Additionally, Senator Bond has introduced the "Agency Accountability Act of 2001." This legislation would require certain federal agencies to notify the SBA and other individuals of the impact of a proposed rule on small businesses before it is published in the Federal Register. The Senate Small Business Committee has not yet scheduled a hearing or markup on either of these pieces of legislation.
With Senator Kerry as chairman, the committee can be expected to focus on technological issues relating to small business. For example, Senator Kerry recently introduced legislation to reauthorize the Small Business Technology Transfer Program. The Senate Small Business Committee held a hearing on this legislation on June 21, 2001. Additionally, Senator Kerry has stated that he wants to focus on developing a small business world consisting of high-growth businesses with high-wage jobs. In that spirit, the Senate has recently passed a resolution sponsored by Senator Kerry changing the name of the committee to the "Senate Committee on Small Business and Entrepreneurship."

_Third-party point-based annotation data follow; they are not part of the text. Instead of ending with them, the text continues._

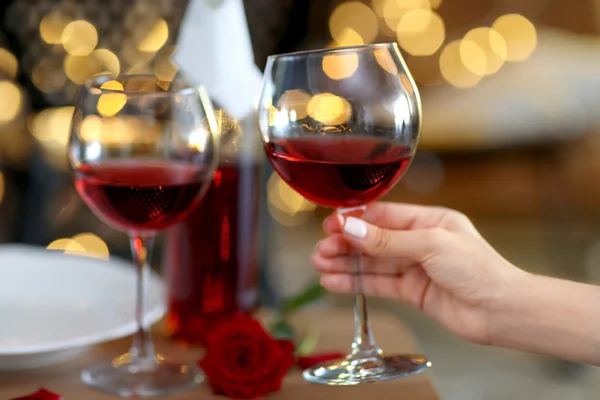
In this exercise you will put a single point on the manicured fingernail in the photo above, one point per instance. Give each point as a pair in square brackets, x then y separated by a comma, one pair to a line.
[340, 219]
[355, 227]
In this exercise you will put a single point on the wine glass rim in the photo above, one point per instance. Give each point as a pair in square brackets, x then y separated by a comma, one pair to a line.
[342, 49]
[95, 83]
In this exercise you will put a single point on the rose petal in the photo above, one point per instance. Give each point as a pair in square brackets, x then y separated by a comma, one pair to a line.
[243, 361]
[41, 394]
[305, 362]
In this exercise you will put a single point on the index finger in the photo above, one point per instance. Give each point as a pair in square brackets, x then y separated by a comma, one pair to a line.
[392, 216]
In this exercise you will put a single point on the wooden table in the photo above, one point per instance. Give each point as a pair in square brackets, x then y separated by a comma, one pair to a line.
[333, 325]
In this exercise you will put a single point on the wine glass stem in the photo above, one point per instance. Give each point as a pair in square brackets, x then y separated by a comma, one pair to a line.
[142, 347]
[363, 346]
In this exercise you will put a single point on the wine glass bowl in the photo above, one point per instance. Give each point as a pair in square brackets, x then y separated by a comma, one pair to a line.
[142, 152]
[341, 127]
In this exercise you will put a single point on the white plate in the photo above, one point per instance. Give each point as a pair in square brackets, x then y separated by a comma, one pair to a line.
[52, 306]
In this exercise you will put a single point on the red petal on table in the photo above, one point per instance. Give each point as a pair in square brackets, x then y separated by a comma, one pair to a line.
[305, 362]
[41, 394]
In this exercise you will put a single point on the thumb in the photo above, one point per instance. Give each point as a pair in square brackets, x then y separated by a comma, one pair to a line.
[418, 245]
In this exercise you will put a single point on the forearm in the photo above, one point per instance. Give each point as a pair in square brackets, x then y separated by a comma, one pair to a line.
[550, 316]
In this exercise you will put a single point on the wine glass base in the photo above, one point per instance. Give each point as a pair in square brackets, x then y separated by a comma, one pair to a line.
[142, 377]
[354, 372]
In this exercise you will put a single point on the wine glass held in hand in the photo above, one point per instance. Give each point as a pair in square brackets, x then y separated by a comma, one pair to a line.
[341, 126]
[142, 153]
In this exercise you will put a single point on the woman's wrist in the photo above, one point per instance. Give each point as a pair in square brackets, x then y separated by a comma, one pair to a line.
[550, 316]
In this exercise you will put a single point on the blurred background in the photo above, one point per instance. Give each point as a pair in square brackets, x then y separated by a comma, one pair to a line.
[509, 92]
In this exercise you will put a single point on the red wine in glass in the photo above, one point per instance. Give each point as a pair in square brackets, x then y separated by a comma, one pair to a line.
[140, 196]
[212, 256]
[339, 172]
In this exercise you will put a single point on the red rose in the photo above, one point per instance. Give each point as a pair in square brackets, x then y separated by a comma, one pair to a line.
[41, 394]
[243, 362]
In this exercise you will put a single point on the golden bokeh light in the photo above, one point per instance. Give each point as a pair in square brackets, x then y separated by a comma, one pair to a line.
[493, 46]
[340, 66]
[294, 104]
[140, 69]
[79, 69]
[52, 27]
[79, 38]
[453, 70]
[473, 57]
[386, 61]
[52, 126]
[11, 101]
[156, 38]
[110, 61]
[8, 64]
[356, 16]
[93, 246]
[109, 104]
[394, 10]
[329, 109]
[519, 34]
[421, 32]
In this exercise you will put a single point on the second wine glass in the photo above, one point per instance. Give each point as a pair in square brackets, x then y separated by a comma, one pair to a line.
[341, 127]
[142, 153]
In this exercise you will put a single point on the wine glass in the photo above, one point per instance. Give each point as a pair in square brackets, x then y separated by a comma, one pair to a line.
[142, 153]
[341, 127]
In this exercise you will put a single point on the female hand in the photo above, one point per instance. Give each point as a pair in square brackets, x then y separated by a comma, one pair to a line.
[429, 257]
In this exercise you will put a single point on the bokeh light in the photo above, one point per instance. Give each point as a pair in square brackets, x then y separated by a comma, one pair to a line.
[394, 10]
[329, 109]
[453, 69]
[11, 101]
[110, 61]
[92, 244]
[83, 244]
[473, 57]
[355, 16]
[421, 32]
[519, 34]
[79, 38]
[8, 64]
[52, 27]
[51, 127]
[109, 104]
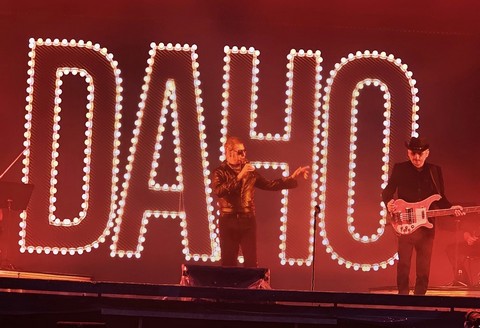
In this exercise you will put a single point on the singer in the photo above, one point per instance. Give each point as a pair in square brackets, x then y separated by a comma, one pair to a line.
[234, 183]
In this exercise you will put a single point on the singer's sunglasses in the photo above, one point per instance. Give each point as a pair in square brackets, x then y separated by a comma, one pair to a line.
[241, 152]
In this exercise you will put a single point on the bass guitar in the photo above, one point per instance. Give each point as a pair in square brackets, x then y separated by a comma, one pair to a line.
[408, 217]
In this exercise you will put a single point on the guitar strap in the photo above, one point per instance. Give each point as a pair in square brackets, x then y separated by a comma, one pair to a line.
[435, 178]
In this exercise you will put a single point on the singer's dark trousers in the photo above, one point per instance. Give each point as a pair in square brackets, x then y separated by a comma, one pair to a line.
[238, 231]
[421, 241]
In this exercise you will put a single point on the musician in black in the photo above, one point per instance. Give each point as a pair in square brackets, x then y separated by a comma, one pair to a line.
[413, 181]
[234, 183]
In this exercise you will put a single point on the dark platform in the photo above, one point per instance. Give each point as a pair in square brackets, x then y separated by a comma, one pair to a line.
[30, 302]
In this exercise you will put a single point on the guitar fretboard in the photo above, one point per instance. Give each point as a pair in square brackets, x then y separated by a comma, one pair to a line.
[449, 211]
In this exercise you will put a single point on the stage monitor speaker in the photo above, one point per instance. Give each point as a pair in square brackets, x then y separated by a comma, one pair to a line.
[217, 276]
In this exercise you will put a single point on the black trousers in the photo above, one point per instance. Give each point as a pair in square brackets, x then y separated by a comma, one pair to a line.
[421, 241]
[238, 231]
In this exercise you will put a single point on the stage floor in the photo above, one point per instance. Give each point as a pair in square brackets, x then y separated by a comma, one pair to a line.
[68, 301]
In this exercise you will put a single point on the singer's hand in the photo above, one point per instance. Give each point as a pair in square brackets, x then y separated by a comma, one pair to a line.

In the House Small Business Committee, Chairman Donald Manzullo (R-IL) has focused primarily on regulatory issues. The committee has held numerous hearings on whether certain federal regulatory requirements disproportionally burden small businesses.
Additionally, the House Small Business Committee is focusing on procurement issues. On June 20, 2001, the committee held a hearing in which they examined the procurement reforms being considered at the DoD. Many members of the committee, including Representative Nydia Velazquez (D-NY), the committee's ranking minority member, criticized the DoD for failing to meet its procurement and small business prime contracting goals. According to Representative Velazquez, the DoD fell 2 percent short of awarding at least 23 percent of its prime contracts to small businesses, and achieved only half of its goal to award 5 percent of those contracts to women-owned small businesses. As a result, Representative Velazquez has introduced the "Small Business Contract Equity Act," which requires agencies to meet their small business contracting goals before consolidating requirements. Under this legislation, if the goals are not met, any proposed consolidation would require SBA approval. Many members of the House Committee on Small Business have cosponsored this legislation, including Representative Manzullo.
The Legal Advisor will continue to monitor important issues and legislation taken up by these committees.